Riot When You’re Black, Angry Need Not Apply

Jose VilsonJose, Race6 Comments



The newest truism goes:

If you’re a group of color, you’re rioting. If you’re White, you’re protesting. If you’re multicultural, you’re marching.

The recent so-called riots in Brooklyn serve as yet another example. For those of you unacquainted, concerned Brooklyn residents of all ages held a vigil and demonstration to protest the treatment of 16-year-old Kimani Gray, a gun-toting teen who the police filled with 11 rounds of bullets in short succession. The volume of bullets disturbs even the steel stomachs, but the historical treatment of youth of color in this country should put any young man from age 8 to 30 on high alert if and when they encounter the NYPD.

In no way do I excuse Kimani for having a gun, either. A big part of me wonders why a child (!) has a gun to begin with, and how he found himself in this predicament. I’m also fully aware of the lack of training (and pay) some police officers have been given, thus adding even more stress to an already tense job. Police officers barely have time to think, and asking them to make snap decisions isn’t a science for many of them. Yet, it’s exactly this maelstrom of elements that keeps the hostilities between people of color in this city and law enforcement sour and distrustful.

Institutional racism makes it such that, in the blink of an eye, a young man doesn’t deserve to live, and everyone in charge of assuring justice just nods.

The latest dissent in Brooklyn turned into glass shattering and trash tossing from some of the teenage participants, no worse than what we see after a major league championship. The TV will tell you otherwise, but we know better. To wit, the media then said that the 1963 March on Washington for Jobs and Freedom would result in a riot, assuming any massive gathering of people of color must result in acts of vandalism and death. None did. Unity broke out. That’s why it couldn’t happen again in some eyes.

The miniature versions of dissent ought to get the title of “protest,” akin to any other demonstration in which minimal damage was done. The word “riot” should only apply for events like New York in the late 1970s, Los Angeles during the early 1990s, and the Minneapolis in the 1930s. Protestors now have to do things like fill out forms and have contact people in charge of keeping the people tranquil.

Even then, it’s no guarantee. Another kid gets shot with multiple bullets at close range. A group emerges angry with the result, but play by the rules. Before the first marcher even crosses the street, the label already exists, separate from what actually happened.

Passersby already know how to dismiss this.

Jose, who wonders aloud when we’re going to fix this …

Comments 6

  1. Are there *any* police departments in this country where youth of color don’t have to go on high alert when they encounter them? It almost seems like things are getting worse instead of better. It wasn’t supposed to be like this.

  2. If you are really wondering why a kid will carry a gun listen to the This American Life series on Harper High in Chicago.

    1. Post

      Everyone, thank you for the comments.

      Carrie, I’m not actually wondering why anyone would feed the need to have a gun.

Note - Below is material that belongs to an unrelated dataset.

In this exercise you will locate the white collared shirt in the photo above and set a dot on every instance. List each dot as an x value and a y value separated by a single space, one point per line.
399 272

Through first and third-hand experience, I know too well why anyone would brandish one in these streets. I got a glimpse of Harper High via Melissa Harris Perry’s show, and the scene is all too familiar. I’m more wondering why we still HAVE kids with guns period. Sadly, that’s the state we’re currently in.

  3. Remember these two photos published of New Orleans after Katrina, one labelled “looting” the other “finding” –
    An Associated Press photograph of two African-American women was captioned, ‘Looters carry bags of groceries through floodwaters after taking the merchandise away from a wind damaged convenience store in New Orleans on Monday, Aug. 29, 2005.’
    A similar Agence France-Presse (A.F.P.) photograph of two caucasians was labeled, ‘Two residents wade through chest-deep water after finding bread and soda from a local grocery store in New Orleans . . .’

  4. The thing that’s very tragic about this is just the fact that we should have been over racism as a people a long time ago. I know there are many wonderful people in the United States that aren’t racist, that don’t social profile, it’s just sad to see that some of our police and people aren’t. I do think though we have made some great progress as a country, and I hope we keep progressing towards a racist free country.

  5. I remember when my students first explained to me that in Brooklyn it was illegal to hang out outside with 4 or more people. Being a white midwesterner, I insisted that that was not true. We were in an advisory class discussing the right to peaceably assemble. They told me that the NYPD told them to break it up whenever more than 3 of them were on a corner “to prevent gang activity.” Since that conversation, I’ve seen it happen. Strangely, that “law” doesn’t seem to apply to groups of white kids.